Soulevant délicatement l’un des panneaux comme une trappe, Steeve ne perçoit personne dans la salle. Toutefois, le centre de calcul, encombré d’une douzaine de colonnes de racks chargés de matériel informatique. L’émissaire sort de sa cachette et referme silencieusement l’accès. Il avance alors doucement, guidé par Orah qui lui indique où brancher son relais. Le point de connexion établi, Steeve attend que sa collègue extrait les données.
Soudain, il entend un son métallique depuis l’un des autres racks. Quelqu’un d’autres est ici et vient de refermer la porte de protection d’une des colonnes informatiques. Steeve dégaine son arme shock et part investiguer. L’autre personne semble bien trop silencieuse pour un agent légitime de la société.
Alors qu’il contourne l’unité en question, quelque chose vient de lui saisir la main. Les logiciels de combats de Steeve prennent le relais, mais ce qu’il affronte possède des performances physiques bien plus grandes que celles de son enveloppe temporaire. Il parvient enfin à identifier son adversaire…

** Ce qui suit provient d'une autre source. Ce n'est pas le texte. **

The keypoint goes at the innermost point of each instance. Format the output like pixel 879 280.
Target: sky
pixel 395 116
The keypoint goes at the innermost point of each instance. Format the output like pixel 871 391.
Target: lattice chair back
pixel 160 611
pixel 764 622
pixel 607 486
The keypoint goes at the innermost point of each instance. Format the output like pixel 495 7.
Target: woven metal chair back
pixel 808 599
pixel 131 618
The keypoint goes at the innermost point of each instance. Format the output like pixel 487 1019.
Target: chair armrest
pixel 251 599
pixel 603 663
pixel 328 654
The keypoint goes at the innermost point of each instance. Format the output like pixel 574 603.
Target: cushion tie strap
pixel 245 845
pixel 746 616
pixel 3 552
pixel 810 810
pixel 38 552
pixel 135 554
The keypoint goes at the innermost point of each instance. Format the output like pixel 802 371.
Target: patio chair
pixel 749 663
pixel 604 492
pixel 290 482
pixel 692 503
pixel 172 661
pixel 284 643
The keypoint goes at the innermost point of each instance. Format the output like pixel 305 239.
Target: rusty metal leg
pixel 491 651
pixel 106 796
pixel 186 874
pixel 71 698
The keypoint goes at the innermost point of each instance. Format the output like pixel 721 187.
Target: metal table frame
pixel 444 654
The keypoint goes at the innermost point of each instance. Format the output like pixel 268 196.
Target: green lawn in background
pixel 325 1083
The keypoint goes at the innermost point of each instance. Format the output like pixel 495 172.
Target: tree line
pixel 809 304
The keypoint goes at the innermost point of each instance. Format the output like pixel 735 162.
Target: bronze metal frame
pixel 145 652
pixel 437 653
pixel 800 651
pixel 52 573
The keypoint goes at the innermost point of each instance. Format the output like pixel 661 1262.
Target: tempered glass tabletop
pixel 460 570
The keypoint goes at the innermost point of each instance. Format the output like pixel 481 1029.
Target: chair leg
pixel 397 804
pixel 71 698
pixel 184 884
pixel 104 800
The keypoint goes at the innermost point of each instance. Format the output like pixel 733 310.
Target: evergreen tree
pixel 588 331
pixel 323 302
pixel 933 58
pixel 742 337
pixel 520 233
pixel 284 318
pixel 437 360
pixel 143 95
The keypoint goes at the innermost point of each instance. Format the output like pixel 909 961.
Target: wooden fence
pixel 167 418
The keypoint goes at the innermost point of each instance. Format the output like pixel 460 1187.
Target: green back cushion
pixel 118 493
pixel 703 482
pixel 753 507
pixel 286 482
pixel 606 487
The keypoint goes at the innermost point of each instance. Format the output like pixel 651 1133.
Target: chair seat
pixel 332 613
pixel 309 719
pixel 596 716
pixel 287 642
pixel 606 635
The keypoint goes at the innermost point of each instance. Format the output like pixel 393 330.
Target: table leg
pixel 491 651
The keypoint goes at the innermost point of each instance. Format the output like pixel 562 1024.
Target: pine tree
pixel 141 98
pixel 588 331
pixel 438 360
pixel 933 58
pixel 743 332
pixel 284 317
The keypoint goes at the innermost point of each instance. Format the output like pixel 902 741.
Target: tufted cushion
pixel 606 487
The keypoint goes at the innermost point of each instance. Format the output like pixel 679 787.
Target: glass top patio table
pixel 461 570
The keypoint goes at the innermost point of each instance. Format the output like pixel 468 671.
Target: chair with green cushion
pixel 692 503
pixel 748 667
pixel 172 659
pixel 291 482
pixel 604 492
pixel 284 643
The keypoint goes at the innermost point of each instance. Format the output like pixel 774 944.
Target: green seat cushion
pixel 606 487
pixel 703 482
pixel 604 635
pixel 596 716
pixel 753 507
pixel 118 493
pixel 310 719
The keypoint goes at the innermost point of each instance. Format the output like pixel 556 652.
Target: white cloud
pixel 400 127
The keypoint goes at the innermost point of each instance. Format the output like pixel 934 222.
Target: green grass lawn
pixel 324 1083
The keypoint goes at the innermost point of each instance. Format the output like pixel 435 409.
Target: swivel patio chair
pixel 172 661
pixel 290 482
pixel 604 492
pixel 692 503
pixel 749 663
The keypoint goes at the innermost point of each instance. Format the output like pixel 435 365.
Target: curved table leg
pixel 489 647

« Un nevian ? s’alarme-t-il sur le réseau.
– Quoi ? », panique Orah.
L’émissaire vient d’être désarmé et l’arme shock vole de l’autre côté du rack. Le nevian tente une prise mais profitant de sa taille, l’émissaire le soulève du sol emportant la tuile du sol encore accrochée aux pattes adhésives de son adversaire. D’une contorsion très rapide, le nevian lui envoie la dalle en travers de la figure, déstabilisant le l’androïde. D’une force surhumaine, le nevian lui fait perdre sa prise et prenant appuis sur son bras, il bondit sur la face d’un autre rack. Steeve tente de le poursuivre et saute à son tour. La très faible gravité de Titan rend l’opération plus périlleuse que prévu et le synthétique rebondi involontairement au plafond tandis que le nevian traverse la pièce en saut de colonne en colonne, beaucoup plus gracieusement.
Finalement, le nevian saut dans le conduit d’aération que Steeve n’avait pas pu prendre en venant. Mais alors que la créature va pour disparaître dans l’ombre de l’accès, la main de l’émissaire se ressert sur sa queue. Steeve tire avec force dessus et à sa grande surprise le nevian ne résiste pas. Accompagnant le mouvement, son adversaire lui revient dessus et lui décoche un impressionnant coup avec la grille de l’accès. De nouveau libre, le nevian disparaît dans le trou.
De son côté Orah qui a suivi la scène à travers les sens projetés de son collègue est parvenue à extraire les données qu’ils souhaitaient. Mais une nouvelle alerte lui parvient : quelqu’un vient d’abattre une partie de son fil d’ariane.
« On m’attaque, je te ramène ! », envoie Orah avant de mettre en pause Steeve sans lui laisser le temps de réagir. Elle copie rapidement sa mémoire avant d’effacer complètement l’androïde. Enfin, elle se déconnecte en envoyant le signal d’auto-destruction de son fil d’ariane.
Il est temps pour eux de rentrer avant que l’attaque ne soit rendue public et que les forces de sécurité n’identifient le robot. Orah aurait vraiment aimé pouvoir identifier leur assaillant, mais elle devra se contenter de l’objectif principal. La decker les transfère immédiatement au centre de téléchargement du spatioport et commande un envoi pour Mars.
Il y a une autre faction qui s’intéresse aux nevians. Le Cerveau risque d’être très intéressé.